The prospect of “nice rooms” in a genteel area, with a partner to share the expense, was an attractive proposition to Sherlock Holmes at the beginning of his career. The interior of 221b is recreated at the Sherlock Holmes Museum.
It is rather more difficult to determine Mrs. Hudson’s social class. She is not Holmes and Watson’s housekeeper but their landlady, as it is she who owns the lease on 221B Baker Street (the Portman Estate was the freeholder, retaining ownership of the land on which the house is built). She is a businesswoman rather than a domestic servant (from the stories, we deduce that a cook and maid also live-in at 221B). Holmes and Watson confirm her higher status by referring to her as “Mrs. Hudson,” rather than the more familiar “Hudson” they would use to address a servant. Despite this, Mrs. Hudson fulfills several housekeeper-like roles for her tenants. She “shows up” Holmes’s more important clients to the sitting room. She also prepares coffee and at least some of their meals. (Holmes rudely describes her “cuisine” as being “a little limited.”) She is probably a member of what would then have been referred to as the “lower middle classes.” Despite their class differences, Mrs. Hudson’s discreet presence becomes necessary to Holmes in particular and she is clearly devoted to him.
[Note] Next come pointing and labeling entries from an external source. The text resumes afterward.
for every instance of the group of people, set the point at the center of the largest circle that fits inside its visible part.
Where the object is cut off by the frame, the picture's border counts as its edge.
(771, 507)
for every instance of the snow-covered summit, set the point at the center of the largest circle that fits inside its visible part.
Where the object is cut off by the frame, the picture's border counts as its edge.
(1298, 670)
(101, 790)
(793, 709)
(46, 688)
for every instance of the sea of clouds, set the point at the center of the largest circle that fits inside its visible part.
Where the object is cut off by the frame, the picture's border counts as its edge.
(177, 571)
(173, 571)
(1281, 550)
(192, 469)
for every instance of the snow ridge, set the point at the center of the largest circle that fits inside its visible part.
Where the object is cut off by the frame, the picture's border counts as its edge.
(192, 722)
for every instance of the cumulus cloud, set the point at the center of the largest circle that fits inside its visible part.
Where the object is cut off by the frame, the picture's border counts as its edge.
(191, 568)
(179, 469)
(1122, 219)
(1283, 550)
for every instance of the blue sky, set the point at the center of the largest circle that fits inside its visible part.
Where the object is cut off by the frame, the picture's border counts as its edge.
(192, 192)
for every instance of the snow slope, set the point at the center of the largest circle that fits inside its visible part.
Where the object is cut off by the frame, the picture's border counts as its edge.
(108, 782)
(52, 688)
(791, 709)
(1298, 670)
Through the Baker Street Irregulars (around a dozen street urchins recruited by Holmes to help him in his detective work), Holmes is also intimately connected with the rough life of the London streets. He refers to their leader, Wiggins, as his “dirty little lieutenant,” and asserts that Wiggins’s followers are his “eyes and ears on the streets.” It is certainly true that his “Baker Street division of the detective police force” can get into places the great detective never could. But Holmes’s unsentimental attitude to these children is quite illuminating. Although he pays them generously for their help and information, he does not seem to find their unescorted and un-parented state at all worrying or unacceptable. Quite the contrary, he appears to admire their independence and street-smart toughness.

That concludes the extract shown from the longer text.